A Functional Approach to Navigating Holiday Indulgence for a Fresh Start to the New Year
Posted by Andrea Nakayama
We each have our own way of approaching the transition into a new year. Will you be making resolutions or opting for absolution from resolutions? What about your clients or patients? What’s their preference, and how will you honor them? Whether we’ve committed to one or the other, how we approach this fresh start or, conversely, how we ditch the drift to do so, seems to be a common struggle this time of year.
My personal intention is to ease into the new year with some conscious new habits, instead of leaping in with shiny new intentions that may not stay all that shiny for long. I’d like to invite you to do the same, starting with what I call the “Grace Period” – a subtle mindset shift in the spirit of the new year, which creates space for reflecting on the holiday indulgences as a way to return to balance. What does this mean? The Grace Period shifts our focus away from the indulgence (perhaps, eating more cookies or chocolate over the holidays, or watching more Netflix than usual) to what happens and how we feel in the day or two after.
Before we go any further, let’s first establish that we all have those days. It’s called being human, and I’m so glad we are! Someone who’s dairy-free may decide to go out for pizza or a person who’s trying to curb their sugar intake may eat half the batch of homemade almond flour scones. No matter where you are on your health and healing journey, and no matter your given dietary guidelines and intentions, it’s impossible to walk the straight-and-narrow day after day, meal-after-meal and not venture off that path. Friends and family may laugh at what it means for me to venture off the path – sprouted corn tortillas, roasted potatoes, raw goat cheese, and, yes, too many cassava flour or plantain-based cookies or scones. But, yes, I do it too! The most important thing I’ve noticed through my own experience with these indulgences is that there’s always a grace period and there’s power in that period. Hang with me, this is where things get interesting!
The Grace Period
There may be a day where I don’t feel the “pain” (my personal signs and symptoms), when I indulge in the foods that satisfy my taste buds that I know don’t ultimately satisfy my health (whether that be my digestion, my energy, my mood, or even my body composition). In those cases, The Grace Period lasts as long as the indulgence does not. But if the indulgence continues, if I am tricked into thinking that The Grace Period is indicative of my “new norm,” then I may no longer be standing in the face of grace.
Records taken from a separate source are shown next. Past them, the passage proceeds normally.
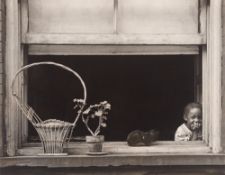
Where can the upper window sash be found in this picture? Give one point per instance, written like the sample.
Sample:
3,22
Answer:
176,22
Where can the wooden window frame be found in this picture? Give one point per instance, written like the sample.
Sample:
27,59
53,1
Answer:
17,40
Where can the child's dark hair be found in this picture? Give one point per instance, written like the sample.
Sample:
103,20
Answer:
190,106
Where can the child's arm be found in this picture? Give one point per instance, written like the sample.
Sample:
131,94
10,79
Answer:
182,135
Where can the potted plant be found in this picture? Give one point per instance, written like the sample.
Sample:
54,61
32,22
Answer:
97,112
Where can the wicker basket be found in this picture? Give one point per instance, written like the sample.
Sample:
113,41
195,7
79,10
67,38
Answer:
53,133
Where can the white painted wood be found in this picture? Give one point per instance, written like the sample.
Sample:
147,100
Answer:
24,17
160,147
158,16
111,50
202,16
205,95
66,16
215,50
11,65
157,39
205,71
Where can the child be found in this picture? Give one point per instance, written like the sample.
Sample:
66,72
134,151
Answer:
190,130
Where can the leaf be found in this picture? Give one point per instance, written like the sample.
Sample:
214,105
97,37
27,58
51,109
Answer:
99,113
103,125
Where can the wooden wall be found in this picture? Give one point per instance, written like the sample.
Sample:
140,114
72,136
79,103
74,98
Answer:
223,73
2,44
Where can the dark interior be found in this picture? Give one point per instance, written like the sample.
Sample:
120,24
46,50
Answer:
146,92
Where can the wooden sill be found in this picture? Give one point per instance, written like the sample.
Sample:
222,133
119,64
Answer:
113,148
119,154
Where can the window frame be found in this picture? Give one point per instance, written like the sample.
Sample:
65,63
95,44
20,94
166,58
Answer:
17,40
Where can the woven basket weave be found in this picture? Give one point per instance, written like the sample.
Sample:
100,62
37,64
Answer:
53,133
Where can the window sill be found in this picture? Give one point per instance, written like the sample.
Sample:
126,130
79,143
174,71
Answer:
119,154
81,148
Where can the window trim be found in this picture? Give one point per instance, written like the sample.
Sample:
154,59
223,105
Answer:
211,71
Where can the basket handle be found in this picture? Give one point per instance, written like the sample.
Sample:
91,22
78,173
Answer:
57,65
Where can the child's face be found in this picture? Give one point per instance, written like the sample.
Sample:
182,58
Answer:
194,119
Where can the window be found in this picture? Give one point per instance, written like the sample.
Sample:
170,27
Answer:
114,34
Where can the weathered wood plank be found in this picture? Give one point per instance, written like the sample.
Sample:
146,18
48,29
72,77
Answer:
122,148
24,17
214,54
114,160
111,50
157,39
11,66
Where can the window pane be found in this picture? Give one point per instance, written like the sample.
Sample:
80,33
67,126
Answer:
158,16
146,92
66,16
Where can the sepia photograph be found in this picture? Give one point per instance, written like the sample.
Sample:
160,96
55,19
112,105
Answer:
112,87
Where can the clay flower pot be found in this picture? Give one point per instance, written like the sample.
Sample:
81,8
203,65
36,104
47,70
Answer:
95,143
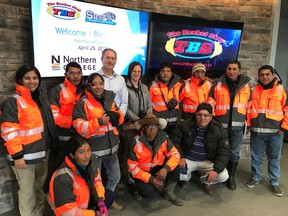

Now, I’m not talking about eating things that I know do my body no-good at all. At this point in my journey I know where there’s a little wiggle room and where there is not. And this is what allows for grace. Grace involves a level of tuning into my body, treating it with respect, and abiding by a personal oath to do it no harm.
What allows for The Grace Period, is indulgence in the things our bodies can tolerate in moderation, on occasion – whether that be a particular food, food category, a larger quantity of something yummy than you usually consume, or even staying up after your usual bedtime to enjoy company that you only see once a year. It’s like gracefully veering off the path in the forest to pick a few berries (not the poisonous ones), and then getting right back on course – heading slowly but steadily toward our intended destination. That intended destination = feeling your best as often as possible!
Since indulgence is natural, human, to be expected, and also quite the norm this time of year, I’d like to share some of my easiest tips for The Grace Period going into the new year. These are so easy, you can consider them simple reminders of the power of the small steps to take in your own life or share with your clients!
In fact, this is my biggest tip for anyone looking to start the new year right! The water we drink will help to flush out any excesses and cut down on the bloat that I hear so many complain of this time of year. Drink plenty of water before holiday get-togethers as well as the day after.
Eat plenty of vegetables and low-glycemic fruits.
Produce is one of nature’s best detoxers. Fruits and vegetables are loaded with the water, fiber and nutrients that we need to satiate and cleanse our bodies. For anyone feeling like they’d like to move back into the face of grace, a “salad” at each meal may be the way. Importantly, that salad can be in the form of a blended smoothie or soup, an extra layer of cooked greens or cauliflower rice beneath your protein, or a heaping tablespoon of kraut on your dinner plate. Whatever you choose, on your post indulgence day, think about heading into the veggie kingdom.
Don’t skip meals.
Be kind to yourself and set yourself up for success. When we skimp on or skip meals, we’re likely to indulge later.
Let it go.
Enjoy what you enjoyed and move ahead. We remain in grace when we acknowledge the detour, The Grace Period, and the return to what helps us feel our best.
In grace and gratitude and a very happy new year to you!